Managed memory is easy. I like using it when writing IR by hand. It performs as well as manual sync copy if program copies data in the beginning and copies back in the end. Because NVIDIA GPUs have page migration, the hardware keeps pages and has TLBs to cache pages.
It causes thrashing when there are copies between kernels. It's possible to alleviate this with cudaMemAdvise. Also, cudaMemPrefetchAsync can be used to catch the same performance as manul asyncronus copy.

guraypp updated this revision to Diff 542499.Jul 20 2023, 6:48 AM

break dependency to managed memory

nicolasvasilache added inline comments.
mlir/include/mlir/Conversion/GPUCommon/GPUCommonPass.h
53

Some minor doc comment plz.

mlir/lib/Conversion/NVGPUToNVVM/NVGPUToNVVM.cpp
953

seems this makeConst and the one in the following function could be factored out as a

static Value makeI64Const(...)
955

rewriter.getIntegerType(64) for consistency ?

997

Can we rename this elementTypeAsLLVMConstant ?
I find it confusing to have a type of type Value; this is purely because of LLVM encoding details.

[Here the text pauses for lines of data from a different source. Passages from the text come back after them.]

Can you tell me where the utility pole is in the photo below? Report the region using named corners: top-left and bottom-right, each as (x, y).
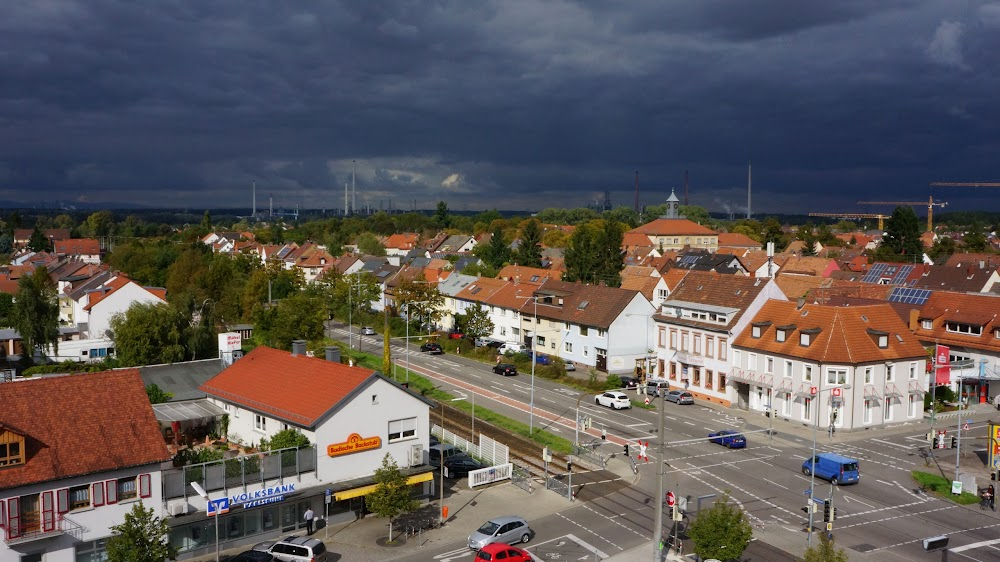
top-left (653, 393), bottom-right (667, 562)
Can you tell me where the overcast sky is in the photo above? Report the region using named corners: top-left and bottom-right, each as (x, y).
top-left (0, 0), bottom-right (1000, 215)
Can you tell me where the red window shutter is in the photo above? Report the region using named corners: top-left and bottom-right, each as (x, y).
top-left (42, 491), bottom-right (56, 531)
top-left (107, 480), bottom-right (118, 504)
top-left (139, 474), bottom-right (153, 498)
top-left (56, 488), bottom-right (69, 513)
top-left (90, 482), bottom-right (104, 507)
top-left (7, 498), bottom-right (21, 539)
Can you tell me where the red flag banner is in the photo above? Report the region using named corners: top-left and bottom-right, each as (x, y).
top-left (934, 344), bottom-right (951, 384)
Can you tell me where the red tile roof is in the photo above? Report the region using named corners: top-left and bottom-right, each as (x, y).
top-left (199, 347), bottom-right (377, 427)
top-left (0, 369), bottom-right (170, 489)
top-left (733, 300), bottom-right (927, 365)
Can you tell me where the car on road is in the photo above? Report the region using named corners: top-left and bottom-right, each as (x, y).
top-left (493, 363), bottom-right (517, 377)
top-left (594, 390), bottom-right (632, 410)
top-left (474, 542), bottom-right (534, 562)
top-left (646, 381), bottom-right (670, 396)
top-left (444, 455), bottom-right (487, 478)
top-left (497, 342), bottom-right (529, 355)
top-left (469, 515), bottom-right (535, 551)
top-left (663, 390), bottom-right (694, 404)
top-left (420, 341), bottom-right (444, 355)
top-left (253, 535), bottom-right (330, 562)
top-left (708, 429), bottom-right (747, 449)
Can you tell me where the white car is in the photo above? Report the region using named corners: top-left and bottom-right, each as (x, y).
top-left (594, 390), bottom-right (632, 410)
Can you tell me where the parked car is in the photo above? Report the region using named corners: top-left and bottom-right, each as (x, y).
top-left (594, 390), bottom-right (632, 410)
top-left (253, 535), bottom-right (330, 562)
top-left (444, 455), bottom-right (487, 478)
top-left (474, 542), bottom-right (534, 562)
top-left (618, 377), bottom-right (639, 390)
top-left (497, 342), bottom-right (530, 355)
top-left (646, 381), bottom-right (670, 396)
top-left (420, 341), bottom-right (444, 355)
top-left (493, 363), bottom-right (517, 377)
top-left (663, 390), bottom-right (694, 404)
top-left (708, 429), bottom-right (747, 449)
top-left (469, 515), bottom-right (535, 551)
top-left (229, 550), bottom-right (274, 562)
top-left (427, 443), bottom-right (465, 468)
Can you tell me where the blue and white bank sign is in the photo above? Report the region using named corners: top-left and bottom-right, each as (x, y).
top-left (229, 484), bottom-right (295, 508)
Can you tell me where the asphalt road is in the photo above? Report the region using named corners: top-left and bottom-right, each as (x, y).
top-left (333, 322), bottom-right (1000, 561)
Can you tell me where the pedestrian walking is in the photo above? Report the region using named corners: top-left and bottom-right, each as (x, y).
top-left (302, 507), bottom-right (313, 535)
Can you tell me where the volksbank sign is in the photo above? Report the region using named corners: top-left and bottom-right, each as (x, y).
top-left (229, 484), bottom-right (295, 508)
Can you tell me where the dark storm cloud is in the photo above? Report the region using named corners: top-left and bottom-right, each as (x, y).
top-left (0, 0), bottom-right (1000, 212)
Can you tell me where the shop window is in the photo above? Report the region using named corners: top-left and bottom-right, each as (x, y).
top-left (389, 417), bottom-right (417, 443)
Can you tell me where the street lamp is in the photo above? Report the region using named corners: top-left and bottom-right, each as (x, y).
top-left (403, 301), bottom-right (430, 382)
top-left (191, 482), bottom-right (219, 562)
top-left (806, 384), bottom-right (851, 545)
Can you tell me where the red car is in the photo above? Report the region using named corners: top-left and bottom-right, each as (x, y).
top-left (476, 542), bottom-right (534, 562)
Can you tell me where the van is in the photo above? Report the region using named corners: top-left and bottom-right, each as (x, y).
top-left (802, 453), bottom-right (861, 484)
top-left (427, 443), bottom-right (462, 468)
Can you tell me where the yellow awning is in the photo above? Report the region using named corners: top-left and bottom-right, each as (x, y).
top-left (333, 472), bottom-right (434, 501)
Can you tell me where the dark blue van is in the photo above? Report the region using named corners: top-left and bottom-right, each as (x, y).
top-left (802, 453), bottom-right (861, 484)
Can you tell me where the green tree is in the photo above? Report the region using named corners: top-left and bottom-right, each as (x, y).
top-left (879, 205), bottom-right (924, 261)
top-left (358, 232), bottom-right (385, 256)
top-left (11, 266), bottom-right (59, 357)
top-left (455, 301), bottom-right (493, 341)
top-left (107, 501), bottom-right (177, 562)
top-left (365, 453), bottom-right (417, 542)
top-left (688, 492), bottom-right (753, 560)
top-left (110, 303), bottom-right (188, 366)
top-left (472, 226), bottom-right (510, 270)
top-left (802, 533), bottom-right (850, 562)
top-left (514, 219), bottom-right (542, 267)
top-left (434, 201), bottom-right (451, 228)
top-left (28, 225), bottom-right (52, 252)
top-left (146, 383), bottom-right (174, 404)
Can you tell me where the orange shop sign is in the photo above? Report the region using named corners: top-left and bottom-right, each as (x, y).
top-left (326, 433), bottom-right (382, 457)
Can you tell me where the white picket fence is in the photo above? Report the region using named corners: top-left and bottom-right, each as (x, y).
top-left (431, 423), bottom-right (510, 466)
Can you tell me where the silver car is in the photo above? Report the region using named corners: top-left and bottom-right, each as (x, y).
top-left (469, 515), bottom-right (535, 550)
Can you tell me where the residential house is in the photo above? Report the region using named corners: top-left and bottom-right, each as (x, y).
top-left (730, 300), bottom-right (927, 430)
top-left (908, 289), bottom-right (1000, 403)
top-left (653, 271), bottom-right (785, 406)
top-left (0, 369), bottom-right (171, 561)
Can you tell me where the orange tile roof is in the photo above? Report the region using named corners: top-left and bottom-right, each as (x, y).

mlir/lib/Dialect/NVGPU/IR/NVGPUDialect.cpp
366

spurious duplication of C++

mlir/lib/ExecutionEngine/CudaRuntimeWrappers.cpp
288

stale comment as we don't use managed memory anymore in this PR?

mlir/test/Conversion/NVGPUToNVVM/nvgpu-to-nvvm.mlir
650

nit: newline

This revision is now accepted and ready to land.Jul 20 2023, 11:47 PM
guraypp updated this revision to Diff 542814.Jul 21 2023, 2:13 AM

address comments

guraypp edited the summary of this revision. (Show Details)Jul 21 2023, 2:28 AM
guraypp marked 6 inline comments as done.
This revision was landed with ongoing or failed builds.Jul 21 2023, 2:33 AM
This revision was automatically updated to reflect the committed changes.